In the same way that the child shapes the adult, childhood literature stays with and affects the adult relationship with literature throughout a lifetime. Children's literature is as aesthetically and culturally important as adult literature, projecting patterns of language, narrative, and graphic imagery that are playfully simple and often rhythmic or repetitive—even musical—at the earliest stage. These patterns progress in sophistication through folkloric conventions to complex forms of literature and art, and I would like to suggest for this spectrum a theory of literary development that explains why literature precedes literacy in an aesthetic and emotional as well as a cognitive sense.

Literacy is the experience of culture in literary forms; illiteracy is a deprivation of culture. That was not always the case. In most preliterate societies, culture was enjoyed and maintained by the oral tradition of storytelling, as well as by ritual art, dance, song, and ceremony. The material was made memorable by story elements and storytelling techniques. But the oral tradition was not unaffected by the literary. The story of "Beauty and the Beast," for instance, is an ancient folk narrative that was adapted as part of the Mahabharata and Jataka tales, returned from there to the oral tradition, rewritten as "Cupid and Psyche" by Aurelius in the second century, returned to the oral tradition, written down as a didactic fairy tale by French aristocratic women of the eighteenth century, returned again to the oral tradition, and broadly disseminated, most recently, in film and children's literature (Hearne, Beauty and the Beast 5). The interchange between oral and art forms is continuous, and the perpetually shifting versions of old stories in new editions resemble, in many ways, the patterns of oral variants.

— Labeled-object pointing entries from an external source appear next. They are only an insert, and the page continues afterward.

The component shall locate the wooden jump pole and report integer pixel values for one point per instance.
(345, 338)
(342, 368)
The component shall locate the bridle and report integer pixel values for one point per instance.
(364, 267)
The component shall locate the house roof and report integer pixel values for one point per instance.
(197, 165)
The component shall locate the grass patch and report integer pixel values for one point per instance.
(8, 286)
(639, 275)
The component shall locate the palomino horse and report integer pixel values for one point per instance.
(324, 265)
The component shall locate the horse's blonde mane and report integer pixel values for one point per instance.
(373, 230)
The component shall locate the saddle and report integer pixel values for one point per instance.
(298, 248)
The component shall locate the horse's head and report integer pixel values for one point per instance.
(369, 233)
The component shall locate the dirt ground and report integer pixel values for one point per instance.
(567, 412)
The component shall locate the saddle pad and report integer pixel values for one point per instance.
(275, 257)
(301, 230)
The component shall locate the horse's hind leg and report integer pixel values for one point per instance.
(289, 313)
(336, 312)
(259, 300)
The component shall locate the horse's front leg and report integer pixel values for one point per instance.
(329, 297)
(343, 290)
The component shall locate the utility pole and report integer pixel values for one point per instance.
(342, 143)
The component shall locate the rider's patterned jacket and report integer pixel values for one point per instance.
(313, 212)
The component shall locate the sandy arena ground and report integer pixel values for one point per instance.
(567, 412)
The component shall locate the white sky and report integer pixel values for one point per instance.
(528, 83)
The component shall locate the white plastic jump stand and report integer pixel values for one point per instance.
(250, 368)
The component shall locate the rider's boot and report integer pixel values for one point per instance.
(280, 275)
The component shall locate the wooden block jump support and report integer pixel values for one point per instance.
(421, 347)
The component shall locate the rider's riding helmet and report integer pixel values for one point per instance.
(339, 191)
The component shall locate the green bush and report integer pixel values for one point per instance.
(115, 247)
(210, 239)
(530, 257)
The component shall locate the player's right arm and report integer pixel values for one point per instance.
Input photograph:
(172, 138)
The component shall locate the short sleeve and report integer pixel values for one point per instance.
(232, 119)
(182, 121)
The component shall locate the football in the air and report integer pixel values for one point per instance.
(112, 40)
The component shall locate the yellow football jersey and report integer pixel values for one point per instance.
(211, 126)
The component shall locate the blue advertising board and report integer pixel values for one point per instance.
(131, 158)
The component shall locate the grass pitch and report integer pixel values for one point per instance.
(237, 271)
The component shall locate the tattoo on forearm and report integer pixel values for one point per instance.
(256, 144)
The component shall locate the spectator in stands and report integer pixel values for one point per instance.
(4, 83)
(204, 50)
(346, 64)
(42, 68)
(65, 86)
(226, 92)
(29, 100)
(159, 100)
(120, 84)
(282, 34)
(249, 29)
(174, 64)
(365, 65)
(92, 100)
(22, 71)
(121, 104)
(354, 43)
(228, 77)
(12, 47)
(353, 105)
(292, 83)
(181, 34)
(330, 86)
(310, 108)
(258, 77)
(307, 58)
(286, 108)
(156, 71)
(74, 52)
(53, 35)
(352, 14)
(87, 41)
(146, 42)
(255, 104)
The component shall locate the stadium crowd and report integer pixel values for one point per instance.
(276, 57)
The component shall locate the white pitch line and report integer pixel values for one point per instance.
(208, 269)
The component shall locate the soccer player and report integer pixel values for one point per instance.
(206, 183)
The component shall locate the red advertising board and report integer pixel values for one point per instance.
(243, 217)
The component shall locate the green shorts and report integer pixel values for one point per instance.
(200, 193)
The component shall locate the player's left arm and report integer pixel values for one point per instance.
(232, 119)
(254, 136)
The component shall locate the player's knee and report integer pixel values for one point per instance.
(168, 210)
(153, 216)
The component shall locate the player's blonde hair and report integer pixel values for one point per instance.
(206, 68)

Since the nineteenth century, children's literature has passed on myth, folklore, fairy tales, and cultural motifs through a relatively new art form that bears some resemblance to the oral tradition in both content and context. In preliterate cultures, people learned and expressed what they knew by oral communication, a process that involved gesture, expression, [End Page 17] and other visual aspects, as well as nuance of intonation. Today, preliterate children and their caretakers still learn and express what they know orally. One developmental psychologist has documented personal storytelling as a cross-cultural phenomenon, with adults and children narrating or conarrating from four to thirteen stories an hour in some family situations (Miller, in press). A climate this hospitable to socializing through narrative is rich in family mythology and folklore. Of course, television has an especially strong oral impact on children, whose heavy exposure to TV shapes their culture.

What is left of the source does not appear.